Dozens of schools in a number of states are now implementing the MVP program, and similar initiatives are popping up across the country. The Green Dot program, launched at the University of Kentucky three years ago, has "spread like wildfire" to more than 20 states, according to Edwards. Green Dot encourages students to think of the "3Ds" (direct action, delegation, or distraction) when witnessing violence. While socially confident students might be able to address the problem directly, shy bystanders could make an anonymous phone call, send a text to a friend, or divert the perpetrator. "You can be just as effective by delegating," Edwards says.

For teenagers, who are often particularly concerned about social acceptance from their peers, Green Dot promotes distracting the perpetrator(s) as another option.
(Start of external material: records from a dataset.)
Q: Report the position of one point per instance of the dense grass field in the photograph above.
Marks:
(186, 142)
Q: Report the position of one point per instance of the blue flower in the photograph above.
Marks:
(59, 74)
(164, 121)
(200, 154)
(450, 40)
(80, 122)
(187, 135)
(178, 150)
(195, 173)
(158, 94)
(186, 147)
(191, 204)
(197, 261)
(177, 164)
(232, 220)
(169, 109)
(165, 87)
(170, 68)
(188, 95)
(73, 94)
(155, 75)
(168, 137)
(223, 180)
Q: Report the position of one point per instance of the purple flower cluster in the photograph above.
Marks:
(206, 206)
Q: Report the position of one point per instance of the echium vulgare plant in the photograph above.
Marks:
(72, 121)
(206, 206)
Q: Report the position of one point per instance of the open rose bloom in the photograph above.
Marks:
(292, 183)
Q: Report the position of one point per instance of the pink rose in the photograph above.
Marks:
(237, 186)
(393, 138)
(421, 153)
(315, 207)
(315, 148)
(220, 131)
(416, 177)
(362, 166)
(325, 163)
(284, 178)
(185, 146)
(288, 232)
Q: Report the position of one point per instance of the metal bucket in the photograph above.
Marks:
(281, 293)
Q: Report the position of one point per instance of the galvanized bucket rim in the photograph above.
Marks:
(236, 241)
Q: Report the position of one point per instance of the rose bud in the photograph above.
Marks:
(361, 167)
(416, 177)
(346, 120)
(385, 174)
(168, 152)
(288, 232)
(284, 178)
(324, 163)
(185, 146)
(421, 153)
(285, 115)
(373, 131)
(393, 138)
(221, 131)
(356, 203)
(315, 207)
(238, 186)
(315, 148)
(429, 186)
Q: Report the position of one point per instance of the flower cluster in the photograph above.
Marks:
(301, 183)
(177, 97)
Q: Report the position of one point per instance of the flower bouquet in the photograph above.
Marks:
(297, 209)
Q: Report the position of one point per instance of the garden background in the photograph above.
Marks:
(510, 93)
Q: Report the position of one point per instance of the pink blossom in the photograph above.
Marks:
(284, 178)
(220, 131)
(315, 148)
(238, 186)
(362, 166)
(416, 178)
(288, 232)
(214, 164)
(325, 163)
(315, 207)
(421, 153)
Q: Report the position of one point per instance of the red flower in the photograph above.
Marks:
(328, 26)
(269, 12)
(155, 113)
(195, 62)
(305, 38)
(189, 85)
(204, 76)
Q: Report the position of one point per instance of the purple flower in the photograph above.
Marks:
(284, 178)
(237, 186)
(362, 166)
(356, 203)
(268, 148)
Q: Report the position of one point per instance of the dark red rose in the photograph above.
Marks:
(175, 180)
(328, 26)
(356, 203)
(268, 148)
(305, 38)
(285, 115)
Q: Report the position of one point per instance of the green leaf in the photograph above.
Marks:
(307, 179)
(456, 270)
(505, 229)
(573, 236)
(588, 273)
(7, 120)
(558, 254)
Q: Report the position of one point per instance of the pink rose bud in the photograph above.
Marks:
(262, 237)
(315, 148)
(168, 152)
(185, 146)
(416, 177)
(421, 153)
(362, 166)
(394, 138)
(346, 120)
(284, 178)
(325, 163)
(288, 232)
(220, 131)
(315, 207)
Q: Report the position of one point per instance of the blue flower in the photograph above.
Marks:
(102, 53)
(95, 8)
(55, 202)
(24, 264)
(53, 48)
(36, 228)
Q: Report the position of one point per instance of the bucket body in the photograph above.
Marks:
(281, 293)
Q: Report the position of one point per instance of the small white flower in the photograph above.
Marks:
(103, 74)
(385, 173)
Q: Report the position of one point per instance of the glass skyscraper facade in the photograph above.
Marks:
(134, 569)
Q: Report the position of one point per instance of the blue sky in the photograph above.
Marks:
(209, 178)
One student who completed the Green Dot bystander training later prevented one of his friends from taking advantage of an intoxicated girl at a party by telling him that the police were towing his car outside, Edwards recalls. The friend, who had been in the process of persuading the girl to accompany him upstairs, stopped what he was doing and ran outside to check on his car. By the time he came back, the girl's friends had taken her home. "Most people want to do the right thing," Edwards says. "You can't just say to teenagers that it shouldn't have mattered if they were afraid to stand up in front of their friends—because it does matter. We need to give people a broader tool chest that takes into account their obstacles."
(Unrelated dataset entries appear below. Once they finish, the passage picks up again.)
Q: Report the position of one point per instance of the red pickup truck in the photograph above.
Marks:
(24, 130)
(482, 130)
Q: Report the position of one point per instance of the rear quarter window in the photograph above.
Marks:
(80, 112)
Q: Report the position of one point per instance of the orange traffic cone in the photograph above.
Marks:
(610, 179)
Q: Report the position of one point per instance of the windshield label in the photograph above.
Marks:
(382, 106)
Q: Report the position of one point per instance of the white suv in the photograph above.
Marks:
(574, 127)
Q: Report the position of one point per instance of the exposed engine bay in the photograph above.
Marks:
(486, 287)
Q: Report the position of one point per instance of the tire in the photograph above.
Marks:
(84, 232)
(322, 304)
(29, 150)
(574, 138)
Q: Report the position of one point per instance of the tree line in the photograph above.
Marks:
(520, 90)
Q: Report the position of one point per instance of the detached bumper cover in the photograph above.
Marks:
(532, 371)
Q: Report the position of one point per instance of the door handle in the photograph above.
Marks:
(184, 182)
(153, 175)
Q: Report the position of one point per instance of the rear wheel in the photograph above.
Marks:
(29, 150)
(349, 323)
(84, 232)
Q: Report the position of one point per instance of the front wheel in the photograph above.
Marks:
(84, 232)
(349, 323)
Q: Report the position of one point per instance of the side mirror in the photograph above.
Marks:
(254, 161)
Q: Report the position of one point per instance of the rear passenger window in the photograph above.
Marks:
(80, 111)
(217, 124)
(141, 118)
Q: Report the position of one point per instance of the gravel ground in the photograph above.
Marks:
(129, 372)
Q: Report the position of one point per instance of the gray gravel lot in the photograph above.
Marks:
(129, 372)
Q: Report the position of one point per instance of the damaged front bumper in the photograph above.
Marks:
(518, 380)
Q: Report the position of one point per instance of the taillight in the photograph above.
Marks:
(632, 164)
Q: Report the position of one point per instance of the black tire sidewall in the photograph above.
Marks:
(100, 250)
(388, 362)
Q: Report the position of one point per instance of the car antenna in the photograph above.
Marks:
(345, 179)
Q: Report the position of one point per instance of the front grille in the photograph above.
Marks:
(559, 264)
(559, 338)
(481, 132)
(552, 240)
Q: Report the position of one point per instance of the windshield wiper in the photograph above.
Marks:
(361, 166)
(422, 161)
Research is still needed to determine the effectiveness of bystander-awareness programs in schools, but the initial results are promising. One study found that after the Sioux City School District in Iowa implemented the MVP program, the number of freshman boys who said they could help prevent violence against women and girls increased by 50 percent. The number of ninth-grade boys who indicated that their peers would listen to them about respecting women and girls increased by 30 percent. The Centers for Disease Control recently gave $2 million to Green Dot as part of a long-term study to see if the bystander-education program does in fact diminish violence in high-school populations. The study will involve about 28,000 students in 26 Kentucky high schools. Half the schools will receive Green Dot training, and the other half will serve as a control group. The study's hypothesis is that students who receive Green Dot training will show improved bystander skills, allowing them to recognize and reduce tolerance for violence among their peers.

Some experts in sexual-violence prevention think that more stringent bystander laws might make people think twice before walking away from the scene of a crime without so much as dialing 911. But Victoria Banyard, codirector of Bringing In the Bystander, a bystander-intervention program at the University of New Hampshire, says that parents and teachers should remember that "good" kids can become bystanders, too. So how can you prevent your kid from becoming a bystander? Banyard says that bystander awareness, in many cases, really needs to be taught. "We need to help people develop and practice the specific skills so that when they're in the moment, they're doing something positive to help," she says.

Katz says we can't wait for another incident like the alleged one in California to happen again before starting to think about preventing future crimes. "In the moment, a lot of the people freeze and don't think creatively," he says. "Educators and parents need to help our kids think critically about the different choices they have before the fact—not after the fact."